Дом Радио был не только, как обычно, скучен, но и пуст. На вахте сидел нахохлившийся как снегирь милиционер в шинели. Он с завистью посмотрел на полушубок Татьяны и выписал пропуск. Лестницы были давно не убраны, на них накопился мусор, обрывки бумаг. Краска на стенах вздулась от мороза. И на двух этажах здания она не увидела никого.
Татьяна поднялась в кабинет директора — надо было подписать бумаги о пайке и укреплении к столовой.

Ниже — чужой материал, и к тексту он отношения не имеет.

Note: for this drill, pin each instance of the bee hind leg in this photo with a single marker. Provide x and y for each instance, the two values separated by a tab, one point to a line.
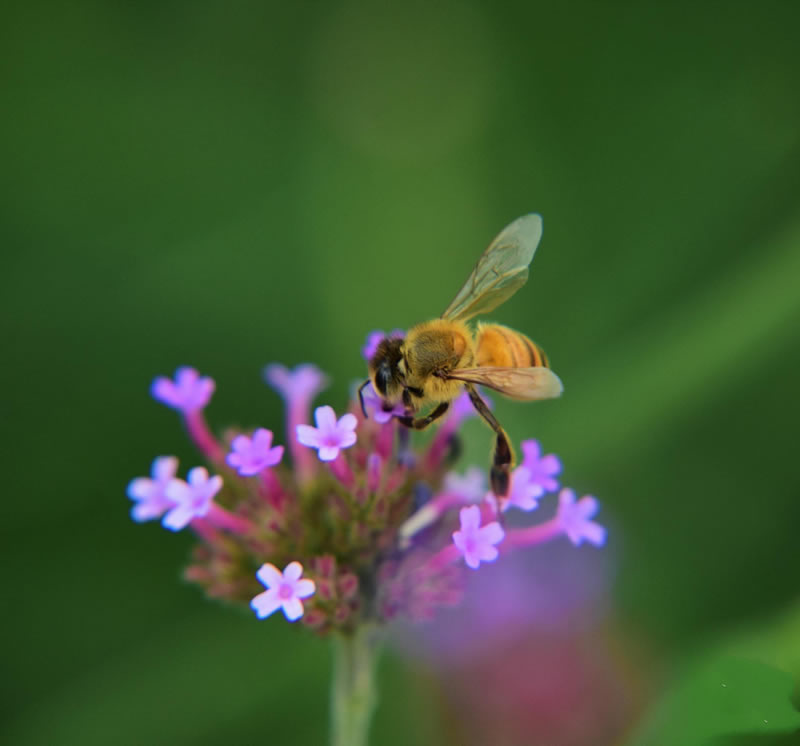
503	460
423	422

В кабинете директора сидел Натан Яковлевич. Он увидел ее и не поверил:
— Таня?
И подбежал в ней. Шатаясь и подпрыгивая.
— Да. Натан Яковлевич. Это я Татьяна Бертольц, приехала в Ленинград.
Он посмотрел на нее. И поверил.
— А я вот один, — сказал он как-то сдавленно, — как наши ответработники выехали, то меня перевели на казарменное положение. Все время здесь. Людей мало. Да, что мало их нет совсем. Скоро только метроном будет в эфире.
— А где все?
— Как где? — переспросил Натан Яковлевич, — кто на фронте, но большинство на предприятиях — настроение поднимают. Как могут, так и поднимают. А кто-то не вернулся из дома. Если так будет и дальше, то только один метроном и услышим по радио.